A arte-educadora Djane Sena avalia que o Festival dos Bois em Miniatura é de suma importância não apenas para o município de Parintins, mas como contribuição para a arte de uma forma geral. “Em Parintins, a iniciativa fortalece o laço do processo criativo e artístico de onde brotam talentos diversos que cantam e encantam com a manutenção de saberes, que passa pelos bois em miniatura e eclode no bumbódromo com os grandes bumbás”, analisa.
A importância da brincadeira
Para o mestre em Artes Visuais, Ericky Nakanome, presidente do Conselho de Artes do Boi Caprichoso, a experiência das crianças no boi em miniatura é importante para o desenvolvimento infantil. “O fato de crianças serem protagonistas desse processo faz com que a manutenção de tradições de Parintins seja potencializada, além de aprenderem a trabalhar em coletivo”, analisa.
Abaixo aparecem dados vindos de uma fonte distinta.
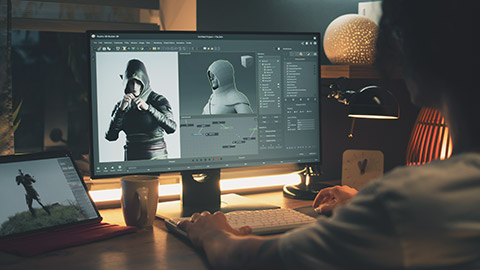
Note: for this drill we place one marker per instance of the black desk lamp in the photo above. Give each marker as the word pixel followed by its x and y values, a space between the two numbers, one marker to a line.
pixel 371 102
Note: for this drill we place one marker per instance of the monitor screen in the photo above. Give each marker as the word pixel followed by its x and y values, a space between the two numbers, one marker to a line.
pixel 177 101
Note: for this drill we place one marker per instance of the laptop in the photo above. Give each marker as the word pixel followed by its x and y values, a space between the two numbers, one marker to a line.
pixel 45 205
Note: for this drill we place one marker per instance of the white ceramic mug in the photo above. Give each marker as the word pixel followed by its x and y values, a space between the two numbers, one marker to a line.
pixel 139 199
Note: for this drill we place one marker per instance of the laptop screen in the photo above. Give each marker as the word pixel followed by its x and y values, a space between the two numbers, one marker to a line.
pixel 40 191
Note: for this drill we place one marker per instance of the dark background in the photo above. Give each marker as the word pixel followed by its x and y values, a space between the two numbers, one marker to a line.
pixel 50 78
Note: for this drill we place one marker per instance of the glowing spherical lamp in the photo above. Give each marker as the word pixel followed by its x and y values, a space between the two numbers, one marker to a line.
pixel 350 39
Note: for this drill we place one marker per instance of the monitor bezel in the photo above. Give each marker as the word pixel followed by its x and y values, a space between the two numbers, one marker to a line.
pixel 93 175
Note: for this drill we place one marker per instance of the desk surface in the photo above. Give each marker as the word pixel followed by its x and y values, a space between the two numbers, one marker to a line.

Nakanome entende que os boizinhos rompem o campo da brincadeira, a partir da experiência que as crianças têm dentro do projeto. “Os curumins e cunhatãs desenvolvem habilidades do fazer artístico que podem levá-las ao festival, pois aqui é um grande laboratório lúdico”, resume.
Dos bois às alegorias
O Norte brasileiro passou a ser o destino de milhares de nordestinos que trouxeram a cultura dos folguedos juninos. Em Parintins, essas misturas resultaram num exótico universo que une o auto do boi – com Pai Francisco, Mãe Catirina, o Negro Gazumbá, a Lenda do Boto, Cobra Grande, Mapinguari, Matinta Perêra – e outras expressões do folclore popular que formam este grande mosaico dos povos amazônicos.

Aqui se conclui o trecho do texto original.